Vintage Capital Management, LLC

Additional Information and Where to Find It

Vintage Capital Management, LLC (“VCM”), collectively with Kahn Capital Management (“KCM”), W. Kenneth Butler, Jr., Matthew E. Avril, Spencer S. Smith, Thomas R. Bernau and Brian R. Kahn, are participants in the solicitation of proxies from shareholders in connection with the 2014 Annual Meeting of Shareholders (the “Annual Meeting”) of Aaron’s, Inc. (the “Company”). VCM intends to file a proxy statement (the “2014 Proxy Statement”) with the Securities and Exchange Commission (the “SEC”) in connection with the solicitation of proxies for the Annual Meeting.

VCM, KCM and Mr. Kahn may be deemed to beneficially own 7,277,000 shares of the Company’s common stock, representing approximately 10.1% of the Company’s common stock. None of the other participants owns in excess of 1% of the Company’s common stock. Additional information regarding such participants, including their direct or indirect interests, by security holdings or otherwise, will be included in the 2014 Proxy Statement and other relevant documents to be filed with the SEC in connection with the Annual Meeting. On February 7, 2014, VCM submitted an offer to acquire the Company for $30.50 per share in cash.



Promptly after filing its definitive 2014 Proxy Statement with the SEC, VCM intends to mail the definitive 2014 Proxy Statement and a WHITE proxy card pursuant to applicable SEC rules. SHAREHOLDERS ARE URGED TO READ THE 2014 PROXY STATEMENT (INCLUDING ANY AMENDMENTS OR SUPPLEMENTS THERETO) AND ANY OTHER RELEVANT DOCUMENTS THAT THE COMPANY WILL FILE WITH THE SEC WHEN THEY BECOME AVAILABLE BECAUSE THEY WILL CONTAIN IMPORTANT INFORMATION. Shareholders may obtain, free of charge, copies of the definitive 2014 Proxy Statement and any other documents filed by VCM with respect to the Company with the SEC in connection with the Annual Meeting at the SEC’s website (http://www.sec.gov) or by writing to Vintage Capital Management, LLC, 4705 S. Apopka Vineland Road, Suite 210, Orlando, FL 32819.
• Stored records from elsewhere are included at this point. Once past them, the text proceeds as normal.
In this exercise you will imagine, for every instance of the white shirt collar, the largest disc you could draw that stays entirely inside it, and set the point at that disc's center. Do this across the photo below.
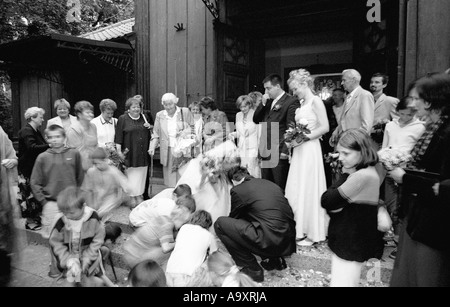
(174, 116)
(277, 99)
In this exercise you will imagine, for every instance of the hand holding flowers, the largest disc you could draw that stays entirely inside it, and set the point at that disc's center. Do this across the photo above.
(297, 133)
(392, 158)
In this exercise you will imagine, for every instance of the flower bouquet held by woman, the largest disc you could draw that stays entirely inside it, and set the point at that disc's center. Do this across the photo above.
(114, 157)
(392, 158)
(296, 134)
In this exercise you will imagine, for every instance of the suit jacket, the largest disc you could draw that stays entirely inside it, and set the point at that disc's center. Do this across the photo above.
(358, 112)
(31, 144)
(262, 203)
(282, 113)
(385, 108)
(160, 135)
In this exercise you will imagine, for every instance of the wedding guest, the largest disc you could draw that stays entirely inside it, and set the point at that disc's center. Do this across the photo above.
(55, 169)
(31, 144)
(306, 180)
(198, 126)
(257, 98)
(147, 274)
(105, 186)
(352, 203)
(400, 134)
(247, 135)
(384, 106)
(277, 109)
(423, 257)
(359, 106)
(63, 118)
(171, 124)
(132, 141)
(105, 122)
(215, 124)
(261, 223)
(156, 239)
(186, 266)
(8, 184)
(82, 135)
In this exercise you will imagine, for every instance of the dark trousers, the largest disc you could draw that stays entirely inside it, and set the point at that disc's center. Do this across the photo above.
(278, 174)
(240, 238)
(5, 268)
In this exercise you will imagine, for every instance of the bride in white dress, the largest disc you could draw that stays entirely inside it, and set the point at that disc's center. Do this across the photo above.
(306, 179)
(207, 177)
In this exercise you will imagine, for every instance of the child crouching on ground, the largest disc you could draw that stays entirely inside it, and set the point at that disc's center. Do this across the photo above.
(55, 169)
(186, 266)
(76, 240)
(105, 185)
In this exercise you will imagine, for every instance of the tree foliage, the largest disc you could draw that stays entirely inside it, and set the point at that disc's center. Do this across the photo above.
(24, 18)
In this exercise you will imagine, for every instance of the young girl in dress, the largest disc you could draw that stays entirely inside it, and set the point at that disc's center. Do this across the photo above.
(247, 135)
(352, 203)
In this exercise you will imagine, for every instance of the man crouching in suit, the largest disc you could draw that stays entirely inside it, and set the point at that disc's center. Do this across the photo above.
(261, 223)
(275, 113)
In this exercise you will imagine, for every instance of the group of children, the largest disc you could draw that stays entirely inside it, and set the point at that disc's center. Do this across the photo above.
(176, 237)
(171, 240)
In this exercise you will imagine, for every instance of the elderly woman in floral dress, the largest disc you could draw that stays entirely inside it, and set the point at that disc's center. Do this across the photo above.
(132, 139)
(171, 124)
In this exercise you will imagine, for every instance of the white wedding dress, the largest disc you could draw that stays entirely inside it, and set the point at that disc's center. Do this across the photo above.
(306, 183)
(212, 197)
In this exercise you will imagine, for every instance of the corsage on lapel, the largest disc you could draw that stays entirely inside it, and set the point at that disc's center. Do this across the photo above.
(276, 108)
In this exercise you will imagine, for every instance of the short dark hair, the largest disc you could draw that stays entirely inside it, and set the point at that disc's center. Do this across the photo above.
(274, 79)
(187, 201)
(182, 189)
(98, 153)
(434, 89)
(71, 197)
(53, 128)
(82, 105)
(385, 78)
(360, 140)
(208, 103)
(237, 173)
(201, 218)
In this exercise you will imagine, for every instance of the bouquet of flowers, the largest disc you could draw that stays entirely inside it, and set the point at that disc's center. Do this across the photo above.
(114, 158)
(218, 161)
(296, 134)
(392, 158)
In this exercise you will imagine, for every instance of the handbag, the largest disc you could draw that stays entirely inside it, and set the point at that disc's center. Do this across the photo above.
(384, 219)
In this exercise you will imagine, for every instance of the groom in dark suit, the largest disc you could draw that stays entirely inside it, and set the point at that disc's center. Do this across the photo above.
(261, 222)
(275, 114)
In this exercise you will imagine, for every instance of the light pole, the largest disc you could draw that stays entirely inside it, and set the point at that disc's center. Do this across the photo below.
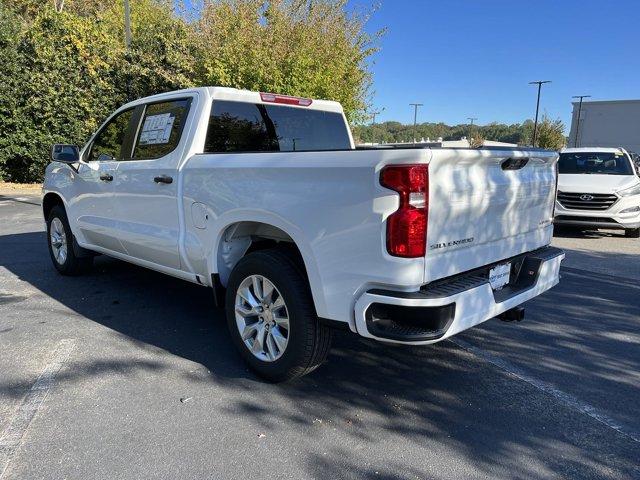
(375, 114)
(415, 118)
(471, 119)
(535, 123)
(575, 143)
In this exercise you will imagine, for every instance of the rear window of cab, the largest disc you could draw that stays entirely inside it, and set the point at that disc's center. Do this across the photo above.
(249, 127)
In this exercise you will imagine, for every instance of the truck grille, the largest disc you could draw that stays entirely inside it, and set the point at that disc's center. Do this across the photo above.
(586, 201)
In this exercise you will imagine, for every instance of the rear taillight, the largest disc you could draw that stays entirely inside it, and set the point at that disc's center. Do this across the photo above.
(407, 226)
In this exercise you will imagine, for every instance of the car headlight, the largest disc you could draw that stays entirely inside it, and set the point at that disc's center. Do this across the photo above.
(635, 190)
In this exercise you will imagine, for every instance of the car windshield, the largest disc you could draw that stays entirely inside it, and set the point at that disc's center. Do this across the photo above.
(602, 163)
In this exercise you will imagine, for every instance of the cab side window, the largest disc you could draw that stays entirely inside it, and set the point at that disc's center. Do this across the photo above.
(161, 129)
(108, 143)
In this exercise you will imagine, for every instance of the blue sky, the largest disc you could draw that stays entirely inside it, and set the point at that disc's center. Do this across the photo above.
(465, 58)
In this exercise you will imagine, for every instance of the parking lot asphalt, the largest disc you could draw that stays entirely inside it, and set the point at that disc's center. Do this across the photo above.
(126, 373)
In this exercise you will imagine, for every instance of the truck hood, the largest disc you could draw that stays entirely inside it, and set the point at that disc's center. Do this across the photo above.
(593, 183)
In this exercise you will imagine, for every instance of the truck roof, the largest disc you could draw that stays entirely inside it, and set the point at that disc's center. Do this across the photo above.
(593, 149)
(235, 94)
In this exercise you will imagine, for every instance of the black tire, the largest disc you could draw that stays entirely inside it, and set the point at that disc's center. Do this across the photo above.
(632, 233)
(72, 264)
(309, 341)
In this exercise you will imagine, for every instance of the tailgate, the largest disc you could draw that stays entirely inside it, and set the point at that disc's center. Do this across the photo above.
(487, 205)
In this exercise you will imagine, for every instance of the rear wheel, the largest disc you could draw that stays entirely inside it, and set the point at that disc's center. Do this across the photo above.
(632, 233)
(271, 317)
(64, 254)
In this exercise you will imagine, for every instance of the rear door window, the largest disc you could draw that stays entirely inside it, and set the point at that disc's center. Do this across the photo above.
(161, 129)
(249, 127)
(107, 145)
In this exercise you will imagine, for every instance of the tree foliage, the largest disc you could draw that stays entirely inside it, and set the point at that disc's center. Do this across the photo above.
(65, 66)
(550, 132)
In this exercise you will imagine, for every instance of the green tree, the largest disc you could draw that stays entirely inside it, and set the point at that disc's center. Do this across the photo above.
(65, 66)
(551, 134)
(310, 48)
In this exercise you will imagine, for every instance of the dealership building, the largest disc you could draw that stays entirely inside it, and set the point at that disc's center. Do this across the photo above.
(610, 123)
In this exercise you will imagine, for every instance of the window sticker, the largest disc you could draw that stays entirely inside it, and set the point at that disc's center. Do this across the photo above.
(156, 129)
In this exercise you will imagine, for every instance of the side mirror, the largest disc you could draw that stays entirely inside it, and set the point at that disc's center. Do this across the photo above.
(64, 153)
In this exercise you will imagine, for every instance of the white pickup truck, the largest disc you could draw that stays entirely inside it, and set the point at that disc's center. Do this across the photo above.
(265, 199)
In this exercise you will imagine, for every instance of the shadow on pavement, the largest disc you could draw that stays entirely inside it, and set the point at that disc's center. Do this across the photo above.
(434, 398)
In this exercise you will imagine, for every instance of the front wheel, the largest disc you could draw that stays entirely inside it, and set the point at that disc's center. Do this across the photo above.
(61, 244)
(271, 317)
(632, 233)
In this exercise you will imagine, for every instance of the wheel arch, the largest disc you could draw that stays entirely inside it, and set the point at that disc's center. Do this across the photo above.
(239, 238)
(50, 200)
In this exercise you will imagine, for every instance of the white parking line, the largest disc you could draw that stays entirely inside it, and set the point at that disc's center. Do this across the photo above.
(567, 399)
(12, 437)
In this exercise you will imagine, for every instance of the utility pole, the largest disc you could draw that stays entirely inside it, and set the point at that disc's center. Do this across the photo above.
(535, 123)
(575, 143)
(375, 114)
(415, 118)
(127, 25)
About Vintage Capital Management, LLC

Vintage Capital Management, LLC (“VCM”) is a value-oriented, operations-focused private and public equity investor specializing in the aerospace & defense, manufacturing and consumer sectors with a 15-year track record of consistently successful returns. VCM adheres strictly to a capital preservation approach defined by its commitment to control (economic or otherwise); vigilant analysis; structural advantages; and partnership with successful operators well known to VCM.